Ma il cuore del discorso va oltre il giornalismo: tocca l’uomo.
“Disprezzo il genere umano quasi al completo”, dice senza mezzi termini. Una dichiarazione estrema, che però nasconde una ferita profonda.
Non è odio, è delusione.
È il dolore di chi credeva ancora nella possibilità del bene e si ritrova davanti un mondo che glorifica il male.
La sua diagnosi è spietata: “Siamo già schiavi, ma non lo sappiamo. Non siamo più padroni di niente, nemmeno delle parole.”
È un tema che attraversa tutto il monologo Schiavi, dove la malattia personale – “un vecchio di sessant’anni col cancro”, dice riferendosi a sé stesso – si intreccia alla malattia del mondo: una società corrotta, anestetizzata, in cui la libertà è diventata una parola proibita.
“Ho perso lavori per aver detto quello che penso. Mi hanno augurato la morte perché ho messo in relazione la mia malattia con i vaccini. Mi hanno tagliato fuori. Eppure sono ancora qui.”
“La domanda che mi fanno sempre è: ci salveremo? Io no, certamente no.”
Del Papa non cerca consolazioni né consolatori.
Non crede più alla politica, alla democrazia, alla Chiesa. “Hanno steso i tappeti in Vaticano per far pregare gli islamici.
È il simbolo di una resa. Se perfino la Chiesa si arrende, chi difende ancora qualcosa?”
Il suo non è razzismo né chiusura, ma un grido di allarme contro l’autodistruzione dell’Occidente: un mondo che, per paura di sembrare esclusivo, ha perso se stesso.
Anche la guerra, per lui, è ormai solo una follia globale: “Oggi se dai un drone a un bambino può buttare giù una città. E nessuno se ne accorge.
Siamo seduti su una bomba e fingiamo che sia un parco giochi.”
Le sue parole suonano come un atto d’accusa contro l’umanità intera, che ha sostituito la coscienza con la tecnologia e la pietà con l’algoritmo.

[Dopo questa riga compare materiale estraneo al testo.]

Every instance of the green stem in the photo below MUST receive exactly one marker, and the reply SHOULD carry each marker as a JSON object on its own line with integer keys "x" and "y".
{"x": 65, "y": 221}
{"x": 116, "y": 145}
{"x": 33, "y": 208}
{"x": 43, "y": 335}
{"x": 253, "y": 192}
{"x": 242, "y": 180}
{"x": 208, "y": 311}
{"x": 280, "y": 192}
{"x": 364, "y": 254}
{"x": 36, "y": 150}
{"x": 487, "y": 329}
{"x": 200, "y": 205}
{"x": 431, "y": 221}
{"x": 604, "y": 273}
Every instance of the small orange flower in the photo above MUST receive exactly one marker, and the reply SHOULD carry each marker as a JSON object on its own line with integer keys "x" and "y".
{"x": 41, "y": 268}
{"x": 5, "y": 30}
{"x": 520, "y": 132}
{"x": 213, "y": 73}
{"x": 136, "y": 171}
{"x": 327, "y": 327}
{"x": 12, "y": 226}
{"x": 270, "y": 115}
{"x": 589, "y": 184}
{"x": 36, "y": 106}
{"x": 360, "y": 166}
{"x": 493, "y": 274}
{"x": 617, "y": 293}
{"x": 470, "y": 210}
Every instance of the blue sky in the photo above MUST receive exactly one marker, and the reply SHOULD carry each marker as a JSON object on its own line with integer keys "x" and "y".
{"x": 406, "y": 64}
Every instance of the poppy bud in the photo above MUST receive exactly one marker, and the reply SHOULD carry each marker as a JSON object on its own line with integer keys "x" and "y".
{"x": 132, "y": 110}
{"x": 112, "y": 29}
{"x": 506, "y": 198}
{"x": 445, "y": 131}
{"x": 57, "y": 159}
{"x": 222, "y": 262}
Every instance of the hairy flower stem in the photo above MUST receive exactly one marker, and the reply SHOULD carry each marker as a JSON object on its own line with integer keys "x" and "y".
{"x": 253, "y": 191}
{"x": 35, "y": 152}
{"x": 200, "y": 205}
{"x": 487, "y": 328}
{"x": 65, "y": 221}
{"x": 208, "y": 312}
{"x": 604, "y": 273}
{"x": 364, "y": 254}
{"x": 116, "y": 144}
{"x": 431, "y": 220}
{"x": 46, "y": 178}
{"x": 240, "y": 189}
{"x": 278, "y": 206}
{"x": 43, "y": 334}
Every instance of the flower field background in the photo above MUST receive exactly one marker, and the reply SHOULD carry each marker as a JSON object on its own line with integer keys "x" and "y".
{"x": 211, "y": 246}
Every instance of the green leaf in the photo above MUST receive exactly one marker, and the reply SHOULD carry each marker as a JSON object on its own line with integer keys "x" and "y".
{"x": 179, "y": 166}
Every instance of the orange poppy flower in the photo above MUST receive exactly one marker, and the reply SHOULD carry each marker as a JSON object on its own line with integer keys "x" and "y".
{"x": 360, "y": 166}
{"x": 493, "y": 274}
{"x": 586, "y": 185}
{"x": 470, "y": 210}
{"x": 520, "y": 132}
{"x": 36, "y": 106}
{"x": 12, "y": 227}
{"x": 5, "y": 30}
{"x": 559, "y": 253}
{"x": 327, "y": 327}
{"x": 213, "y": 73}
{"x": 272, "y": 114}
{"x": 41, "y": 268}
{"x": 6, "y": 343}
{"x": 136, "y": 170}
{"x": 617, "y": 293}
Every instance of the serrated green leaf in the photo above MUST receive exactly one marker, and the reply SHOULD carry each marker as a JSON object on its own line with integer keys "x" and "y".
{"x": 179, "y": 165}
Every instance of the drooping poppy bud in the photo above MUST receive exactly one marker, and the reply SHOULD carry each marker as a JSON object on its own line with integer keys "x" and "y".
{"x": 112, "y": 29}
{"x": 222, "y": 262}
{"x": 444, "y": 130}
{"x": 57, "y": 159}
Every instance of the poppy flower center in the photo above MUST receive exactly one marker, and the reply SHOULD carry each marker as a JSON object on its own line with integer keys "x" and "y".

La malattia come metafora del mondo
Il monologo “Schiavi” è un racconto sulla fine delle illusioni. Non solo politiche o sociali, ma esistenziali.
“La mia malattia organica si specchia in una malattia sociale”, spiega.
“Io mi arrendo, ma non mi rassegno.”
È questa la chiave del suo teatro civile: non la disperazione, ma la lucidità.
“Non posso fingere speranza quando tutto intorno frana. Non posso mentire a me stesso né agli altri. Forse è l’unica forma di dignità che mi resta.”
Cita Pasolini: “Ho cancellato dal vocabolario la parola speranza.” E aggiunge: “Io ho cancellato anche la disperazione.”
Perché, alla fine, la vera libertà consiste nel guardare il buio senza abbassare lo sguardo.
In mezzo a tanto disincanto, resta un’immagine luminosa.
“Io non sopporto l’umanità, ma la persona malata mi strazia. E gli animali mi salvano.”
I suoi gatti e i suoi cani diventano il simbolo di una tenerezza che resiste, di una vita che continua a dare senso anche quando il mondo lo ha perso.
“Quando stavo morendo, gli unici che non sono spariti sono stati loro. Venivano sul letto, sapevano che stavo morendo. Non è romanticismo, è realtà.”
È un modo per dire che, forse, l’ultima forma di umanità si trova proprio fuori dall’uomo.
Tra una citazione di Frank Zappa e una di Papa Giovanni XXIII, tra una battuta fulminante e un’amarezza profonda, Massimo Del Papa costruisce un affresco di verità scomode, un urlo d’amore travestito da disprezzo.
Perché, in fondo, solo chi ama profondamente l’umanità può permettersi di dire che non ci crede più. E forse, proprio in quel disincanto, si nasconde l’ultima speranza che resta.